The genesis of the neurons that form the cerebellar nuclei was studied by autoradiographic methods in 30 postnatal rhesus monkeys which were exposed to 3H-thymidine at various embryonic (E) and postnatal (P) ages. As a basis for this quantitative analysis, five 2-3 month old monkeys were used for cell counting and estimation of the total number of neurons in each of the cerebellar nuclei. The results show that the cerebellar nuclei on each side contain 131,000 neurons. There are 68,000 neurons in the dentate nucleus, 25,000 neurons in the posterior interposed nucleus, and 19,000 neurons in both the anterior interposed the fastigial nuclei. All of the neurons comprising the deep nuclei are generated during the first half of the 165 days gestation period in this species. Although neurogenesis lasts from E30 through E70, approximately 81% of the neuron population is generated during a one week period between E36 and E40, with the peak of proliferation occurring at E36. Before E45 both large (maximum diameter greater than 35 micrometers) and small (maximum diameter 35 micrometers or less) neurons are produced simultaneously; after this period only small neurons are generated. Although no clearcut spatio-temporal gradients of neurogenesis could be discerned along any of the cardinal axes, each cerebellar nucleus has a somewhat distinctive developmental history in terms of the onset and cessation of neurogenesis and the tempo of cell proliferation.

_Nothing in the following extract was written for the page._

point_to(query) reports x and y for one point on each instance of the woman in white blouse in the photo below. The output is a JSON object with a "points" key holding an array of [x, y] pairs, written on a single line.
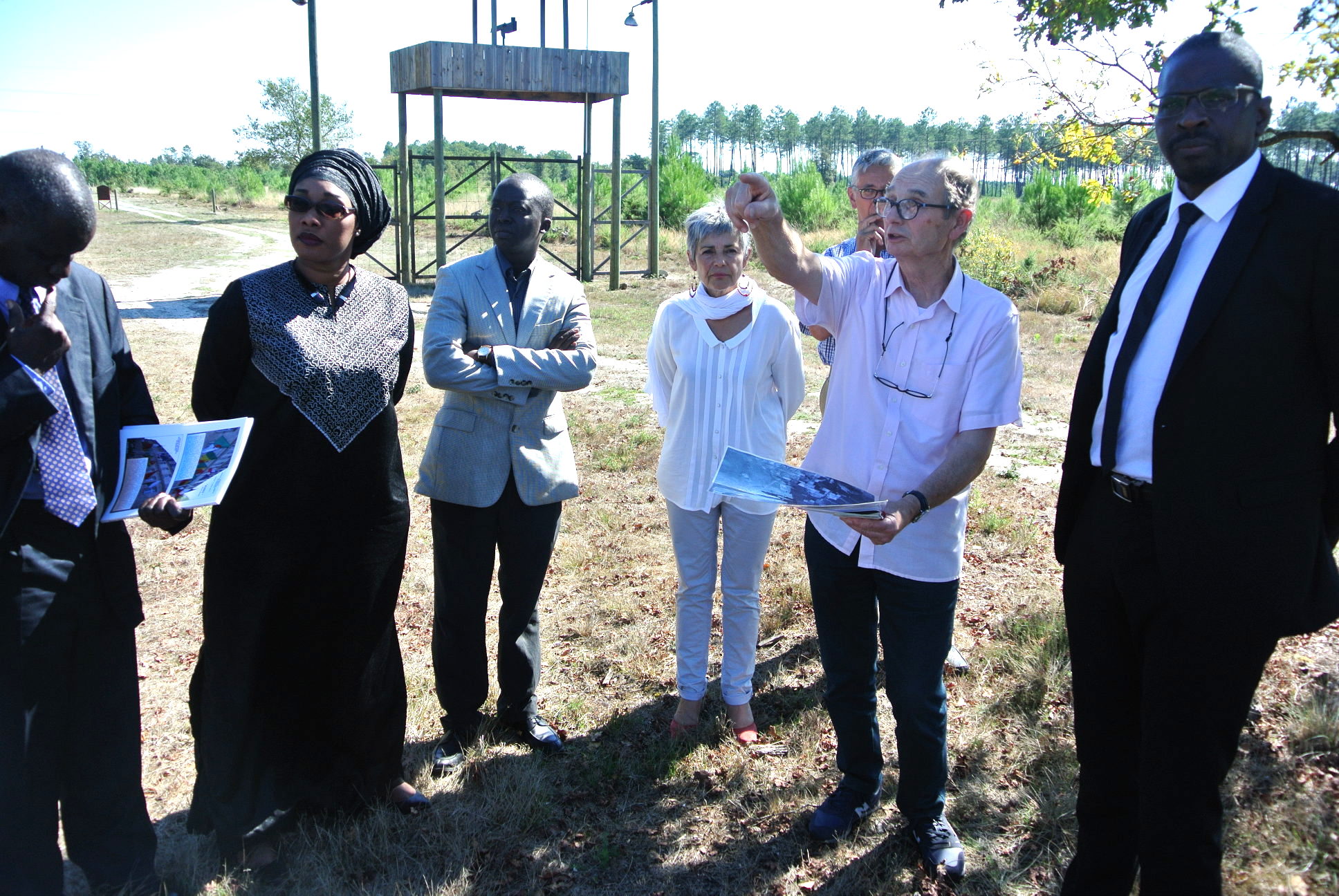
{"points": [[725, 370]]}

Thus, genesis of neurons destined for the dentate nucleus begins earlier and ends later than proliferation of the neurons that ultimately comprise the fastigial nucleus. Generation of the neurons destined for the anterior and posterior interposed nuclei follows an intermediate time course. The present data on neurogenetic sequences in the deep nuclei could not be correlated with the zonal pattern of reciprocal axonal connections that link the deep nuclei and overlying cerebellar cortex.